Ordered: the appeal was dismissed. The court considers this case academic.
The court said that it does not decide issues that have become moot, due to the change in circumstances or because of the passage of time (Bederman v Bederman 123 AD3d 1029, Saratoga Chamber of Commerce v. Pataki 100 NY 801, Hearst Corporation v Clyne 50 NY2d 707).
In this case, the plaintiff raises the issue of whether the stipulation of custody (that was agreed to in 2014), require their child to complete his 8th grade school year in Queens, or if he is able to go to a school closer to home in Nassau County.
However since then, the child has already finished the 8th grade, the issues raised by the plaintiff are considered academic at this point (Raven K. [Adam C.] 130 AD3d 622, Bederman v Bederman 123 AD3d 1029. The invocation of the mootness doesn’t apply here (Hearst Corporation v Clyne 50 NY2d 714, Saratoga Chamber of Commerce v. Pataki 100 NY2d 8110, Bederman v Bederman 123 AD3d 1029. The appeal is dismissed.
The concept of mootness addresses when is the appropriate time to hear a case. It is connected to the case or controversy requirement of the U.S. Constitution. This concept limits courts power in being able to hear a case where the actual people or entities (like a company), have a stake in the matter before the court.
A case is considered “moot” when the legal proceeding can’t affect the situation or the matter has otherwise moved out of the courts for a particular reason.
As example of this seen in DeFunis v Odegaard. Here the plaintiff was a law student who had been denied entry into law school. But by the time the case came up for trial, the plaintiff had already been accepted to another law school and in fact was close to graduation. In that case the Supreme Court determined that the case was moot. There was nothing that the Supreme Court could do to affect the outcome.
There are however, exceptions to this rule. These include the following:
Voluntary Cessation: If the defendant stops doing the thing that the plaintiff is suing for, the case will not be considered moot. This is based on the theory that the defendant can simply resume the activity after the plaintiff has dismissed the case.
Capable of repetition be evading review: If the plaintiff is in a position where they can be harmed again in the future (even if they aren’t currently being harmed), the case isn’t considered moot.
Class Action: A case isn’t considered moot if a person representing a class stops being a member of the class.
Ripeness is a somewhat similar concept and is used hand in hand with mootness. However it means something entirely different.
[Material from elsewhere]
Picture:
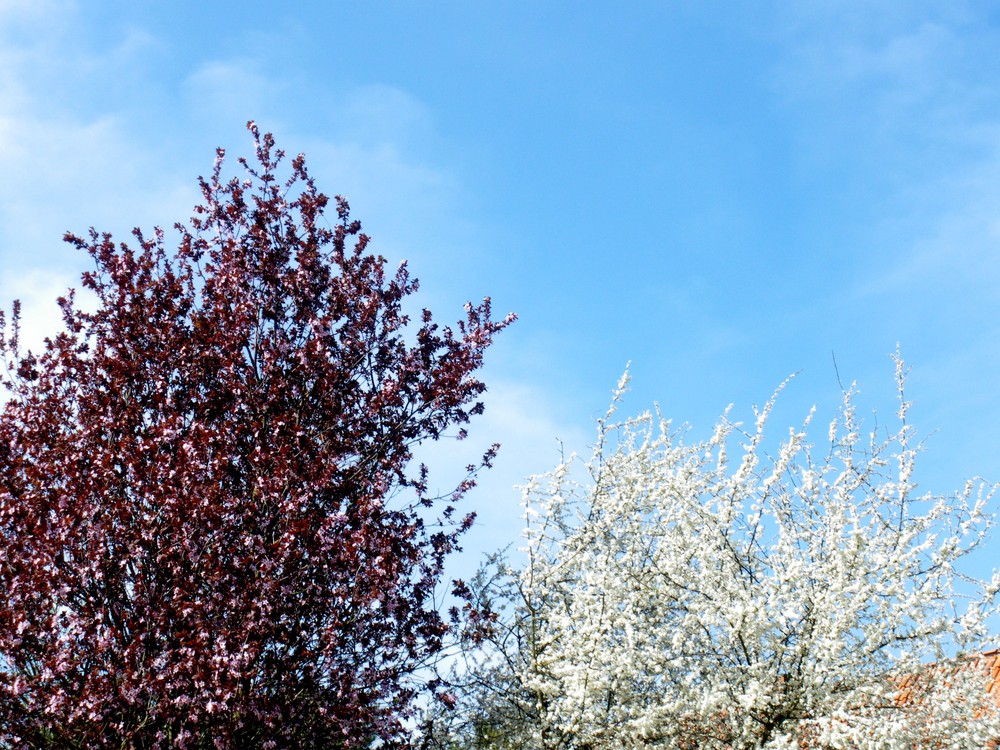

If all the issues of a case aren’t prepared for review, the case is considered not to be “ripe.” This concepts harkens back to the case and controversy issue previously mentioned, because it requires that a dispute between two parties actually happened.
For example: a plaintiff contracted to purchase 1,000 widgets from the defendant, to be delivered on December 1st. If she sues the defendant on November 30th anticipating the defendant is going to breach the contract, there would not be a case because the issue isn’t ripe.
This rule was created for the prohibition of the courts giving advisory opinions, or ruling on an issue that hasn’t happened yet.